Where Did I Go?

“I become my character”! That’s something that I have heard attributed to Method Actors for as long as I can remember. Certainly, I heard this long before I began studying with Lee Strasberg. There’s plenty of anecdotal evidence to support this kind of thinking, and the popular press loves to report it. We hear stories of actors who insist on being called their characters names, day and night, even off the set or out of the theatre. Some actors tell tales of “losing themselves in the characters”, and others report that “it becomes so real that I forget who I am”, or “even when I’m with my family and friends I can’t stop being who I am in this film (or play)”.  And again, reporters love to call this “real Method Acting”.

In researching and getting ready to play a role, many actors transform to a large degree along the lines of their characters. When Robert DeNiro portrayed Jake LaMotta in Raging Bull, he trained and got his body in shape to look like a prize-fighter. He learned to box and sparred with boxers. He learned all that he could learn about Jake LaMotta, and had the added benefit of having  the real Mr. LaMotta as a consultant on the project. However, I’m sure he wouldn’t have wanted to get in the ring with a real, professional boxer to test out his skills. Just as Mr. DeNiro has honed his acting skills, so the legions of professional boxers who earn their living in the ring have honed their boxing skills. It wouldn’t be a fair match. Look no further than Mickey Rourke’s prize fighting record (written on his face) if you need proof of this. Furthermore, the real Mr. LaMotta was on the set and no one got confused as to who was who.
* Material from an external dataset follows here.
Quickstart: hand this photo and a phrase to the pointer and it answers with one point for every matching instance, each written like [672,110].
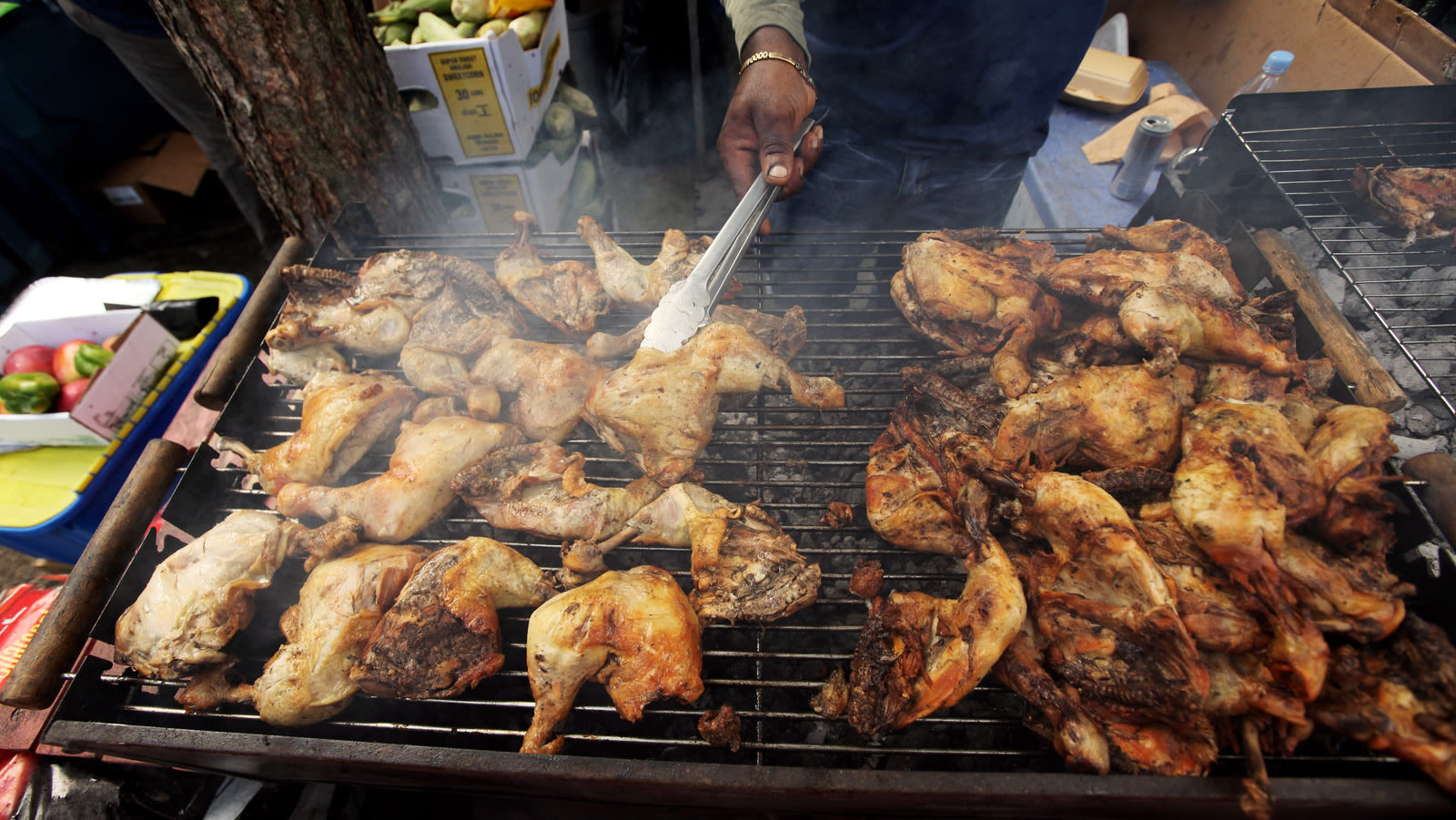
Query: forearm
[768,25]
Acting is a craft, not a metaphysical, magical, mystical transformation into becoming another human being. When the need to transform physically is required, we can change our eating and exercising regimes to help bring ourselves close to our characters. When our characters move differently or talk differently than we do, we have to study and practice their movements, accents and dialects. We can even take on some of the personality traits of the people we play, although this last one is sometimes written into the script for us. If I have to mistreat someone in a play, the script demands this of me. It rarely, if ever, tells me how I have to respond to my own behavior. So where did this notion of “becoming one’s character” come from?

I know I’m beginning to sound like a broken record, but repetition and practice is the answer. This time it’s a bit of the mirror image of the need to practice. Assuming that we put in the time and effort to study and create out characters, the end product becomes easier and easier to achieve. The transition becomes seamless and requires less effort. This doesn’t mean that we can take  the process for granted and assume that our characters will “just be there for us”. We still need to get to the theatre or the set early enough to prepare. We need to get into wardrobe and makeup and character.

When there’s a scene change, I run into the wings and change wardrobe and, sometimes, even makeup. I am the one that runs into the wings and puts on a whole new time frame and set of circumstances. I do that and not my character. Even if I stay in character when I do all that, it is an act of actor’s craft and not character’s behavior.

The same is true on a film set. Perhaps even more so. In a medium that has a great deal of waiting built into the process, there would be little or nothing left when the directors yells, “action”, if I spent my time in character while the crew is preparing the setup. This is not meant to put down or denigrate those actors who go about things this way. There have been too many fine performances from actors who approach things this way. Rather, it is meant to point out that this isn’t necessary in a properly trained actor. And it definitely isn’t Method in spite of an uninformed press calling it that.

So, please give me the opportunity to play “King Lear” and I will definitely answer to that name from the moment I get into character until the curtain rings down. However, I will take my curtain call as myself, because I’m the one who created the character and had a lot of fun doing it. And I, David Gideon, will still have to take the trash out at home.